Horovod Installation

However, if it is necessary to use another version of Horovod, it is possible to install it manually. For that, you need to create a virtual environment and load the dependencies (e.g. MPI). Installing TensorFlow can take a few hours and is not recommended.

Install Horovod for TensorFlow with Python and Pip

This example shows the installation of Horovod for TensorFlow. Adapt as required and refer to the Horovod documentation for details.

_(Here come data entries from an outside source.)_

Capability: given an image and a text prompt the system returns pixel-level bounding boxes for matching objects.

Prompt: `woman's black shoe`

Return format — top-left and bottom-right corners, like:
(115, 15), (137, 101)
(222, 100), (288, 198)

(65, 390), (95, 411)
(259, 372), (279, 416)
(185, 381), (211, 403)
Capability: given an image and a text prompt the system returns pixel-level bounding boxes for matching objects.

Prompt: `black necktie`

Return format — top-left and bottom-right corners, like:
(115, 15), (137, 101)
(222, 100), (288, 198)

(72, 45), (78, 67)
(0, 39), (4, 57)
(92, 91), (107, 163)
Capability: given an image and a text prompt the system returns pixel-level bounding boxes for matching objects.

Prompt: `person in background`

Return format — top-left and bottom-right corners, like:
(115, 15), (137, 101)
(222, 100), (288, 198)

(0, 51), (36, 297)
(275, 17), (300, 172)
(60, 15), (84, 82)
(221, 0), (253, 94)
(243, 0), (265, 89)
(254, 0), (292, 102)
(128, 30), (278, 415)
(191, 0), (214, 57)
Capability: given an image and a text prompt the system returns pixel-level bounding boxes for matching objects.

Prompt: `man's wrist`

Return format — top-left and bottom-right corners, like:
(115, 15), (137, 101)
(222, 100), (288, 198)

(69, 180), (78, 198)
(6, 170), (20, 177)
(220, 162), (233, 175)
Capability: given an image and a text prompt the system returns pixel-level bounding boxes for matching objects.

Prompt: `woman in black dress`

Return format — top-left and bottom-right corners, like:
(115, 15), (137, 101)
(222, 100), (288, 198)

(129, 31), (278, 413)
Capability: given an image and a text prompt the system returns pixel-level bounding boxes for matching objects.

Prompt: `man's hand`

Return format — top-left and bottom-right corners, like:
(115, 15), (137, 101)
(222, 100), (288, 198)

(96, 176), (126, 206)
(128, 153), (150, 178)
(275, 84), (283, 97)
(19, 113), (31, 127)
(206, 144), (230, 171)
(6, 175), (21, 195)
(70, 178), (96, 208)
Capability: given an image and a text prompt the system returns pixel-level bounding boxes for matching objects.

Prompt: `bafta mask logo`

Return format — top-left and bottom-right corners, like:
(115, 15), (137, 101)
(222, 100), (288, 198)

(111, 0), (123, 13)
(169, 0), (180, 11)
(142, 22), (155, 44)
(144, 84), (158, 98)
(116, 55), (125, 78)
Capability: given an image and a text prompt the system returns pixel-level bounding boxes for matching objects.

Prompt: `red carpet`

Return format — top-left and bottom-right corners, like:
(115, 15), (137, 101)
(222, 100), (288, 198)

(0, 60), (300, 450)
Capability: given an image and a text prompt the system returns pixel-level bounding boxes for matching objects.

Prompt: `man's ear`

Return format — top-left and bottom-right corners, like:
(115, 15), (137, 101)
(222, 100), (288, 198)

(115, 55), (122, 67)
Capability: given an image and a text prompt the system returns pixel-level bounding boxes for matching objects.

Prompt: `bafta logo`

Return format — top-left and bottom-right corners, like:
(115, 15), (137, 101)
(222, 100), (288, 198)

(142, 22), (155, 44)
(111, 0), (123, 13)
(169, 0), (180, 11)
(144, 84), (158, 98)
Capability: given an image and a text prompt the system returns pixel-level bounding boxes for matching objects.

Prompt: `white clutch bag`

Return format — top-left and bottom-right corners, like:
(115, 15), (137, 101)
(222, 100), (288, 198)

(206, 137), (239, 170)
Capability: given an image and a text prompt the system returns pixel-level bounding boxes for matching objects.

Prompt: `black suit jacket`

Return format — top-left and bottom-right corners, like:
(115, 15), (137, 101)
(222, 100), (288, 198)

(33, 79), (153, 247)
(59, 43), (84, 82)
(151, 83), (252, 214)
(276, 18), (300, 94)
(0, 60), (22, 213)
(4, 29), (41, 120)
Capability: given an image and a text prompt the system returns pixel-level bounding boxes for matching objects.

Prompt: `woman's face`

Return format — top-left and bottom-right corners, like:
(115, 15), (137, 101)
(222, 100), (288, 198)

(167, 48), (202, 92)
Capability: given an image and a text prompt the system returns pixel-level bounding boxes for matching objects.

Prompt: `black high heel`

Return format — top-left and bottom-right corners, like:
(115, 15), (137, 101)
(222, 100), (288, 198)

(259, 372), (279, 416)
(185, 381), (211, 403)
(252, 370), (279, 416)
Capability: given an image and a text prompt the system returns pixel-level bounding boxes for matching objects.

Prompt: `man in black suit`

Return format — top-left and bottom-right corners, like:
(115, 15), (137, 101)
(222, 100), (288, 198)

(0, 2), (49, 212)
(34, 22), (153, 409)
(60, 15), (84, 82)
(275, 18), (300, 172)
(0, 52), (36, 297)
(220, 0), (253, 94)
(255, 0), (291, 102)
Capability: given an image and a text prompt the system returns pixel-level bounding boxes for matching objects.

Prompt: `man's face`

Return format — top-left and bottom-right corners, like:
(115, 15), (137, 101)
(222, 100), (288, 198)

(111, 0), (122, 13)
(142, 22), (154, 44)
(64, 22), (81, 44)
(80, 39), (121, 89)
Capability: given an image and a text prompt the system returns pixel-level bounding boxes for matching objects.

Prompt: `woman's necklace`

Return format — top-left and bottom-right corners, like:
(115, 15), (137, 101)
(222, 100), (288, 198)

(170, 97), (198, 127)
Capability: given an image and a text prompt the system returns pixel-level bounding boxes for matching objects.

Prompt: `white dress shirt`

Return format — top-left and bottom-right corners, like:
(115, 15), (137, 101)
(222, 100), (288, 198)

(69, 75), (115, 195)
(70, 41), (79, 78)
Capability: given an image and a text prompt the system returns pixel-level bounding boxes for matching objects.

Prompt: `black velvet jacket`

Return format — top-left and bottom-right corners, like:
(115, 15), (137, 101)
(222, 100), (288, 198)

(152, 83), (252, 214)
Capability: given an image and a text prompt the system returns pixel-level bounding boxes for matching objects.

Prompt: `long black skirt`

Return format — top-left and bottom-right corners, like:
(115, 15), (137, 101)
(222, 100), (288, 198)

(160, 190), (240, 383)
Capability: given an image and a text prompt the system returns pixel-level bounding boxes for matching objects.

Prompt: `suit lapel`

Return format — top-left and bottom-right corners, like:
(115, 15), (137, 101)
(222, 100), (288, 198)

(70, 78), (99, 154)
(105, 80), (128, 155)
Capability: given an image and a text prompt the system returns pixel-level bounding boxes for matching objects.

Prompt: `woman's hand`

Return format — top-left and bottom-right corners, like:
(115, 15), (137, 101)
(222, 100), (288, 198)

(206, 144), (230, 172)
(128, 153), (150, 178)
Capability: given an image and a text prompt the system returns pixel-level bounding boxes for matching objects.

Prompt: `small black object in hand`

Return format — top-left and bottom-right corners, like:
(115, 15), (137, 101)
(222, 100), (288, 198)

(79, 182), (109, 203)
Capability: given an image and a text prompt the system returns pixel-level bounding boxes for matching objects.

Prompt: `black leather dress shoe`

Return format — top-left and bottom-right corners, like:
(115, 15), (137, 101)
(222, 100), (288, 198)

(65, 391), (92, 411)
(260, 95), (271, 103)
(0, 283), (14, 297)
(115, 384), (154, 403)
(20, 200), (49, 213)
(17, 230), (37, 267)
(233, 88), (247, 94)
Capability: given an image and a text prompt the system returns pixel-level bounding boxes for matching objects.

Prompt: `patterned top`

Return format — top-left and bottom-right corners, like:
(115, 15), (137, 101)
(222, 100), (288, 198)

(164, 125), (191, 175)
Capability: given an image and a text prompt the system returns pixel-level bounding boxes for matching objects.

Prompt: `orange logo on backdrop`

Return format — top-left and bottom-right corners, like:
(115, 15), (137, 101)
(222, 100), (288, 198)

marie@alpha$ HOROVOD_GPU_OPERATIONS=NCCL HOROVOD_WITH_TENSORFLOW=1 pip install --no-cache-dir horovod\[tensorflow\]
[...]
marie@alpha$ horovodrun --check-build
Horovod v0.19.5:

Available Frameworks:
    [X] TensorFlow
    [ ] PyTorch
    [ ] MXNet

Available Controllers:
    [X] MPI
    [ ] Gloo

Available Tensor Operations:
    [X] NCCL
    [ ] DDL
    [ ] CCL
    [X] MPI
    [ ] Gloo

If you want to use Open MPI then specify HOROVOD_GPU_ALLREDUCE=MPI. To have better performance it is recommended to use NCCL instead of Open MPI.

Verify Horovod Works
>>> import tensorflow
2021-10-07 16:38:55.694445: I tensorflow/stream_executor/platform/default/dso_loader.cc:44] Successfully opened dynamic library libcudart.so.10.1
>>> import horovod.tensorflow as hvd                      #import horovod
>>> hvd.init()                                       #initialize horovod
>>> hvd.size()
1
>>> hvd.rank()
0
>>> print('Hello from:', hvd.rank())
Hello from: 0
Example

Follow the steps in the official examples to parallelize your code. In Horovod, each GPU gets pinned to a process. You can easily start your job with the following bash script with four processes on two nodes using the cluster Power:

#!/bin/bash
#SBATCH --nodes=2
#SBATCH --ntasks=4
#SBATCH --ntasks-per-node=2
#SBATCH --gres=gpu:2
#SBATCH --mem=250G
#SBATCH --time=01:00:00
#SBATCH --output=run_horovod.out

module load release/23.04
module load Horovod/0.19.5-fosscuda-2019b-TensorFlow-2.2.0-Python-3.7.4

srun python your_program.py

Do not forget to specify the total number of tasks --ntasks and the number of tasks per node --ntasks-per-node which must match the number of GPUs per node.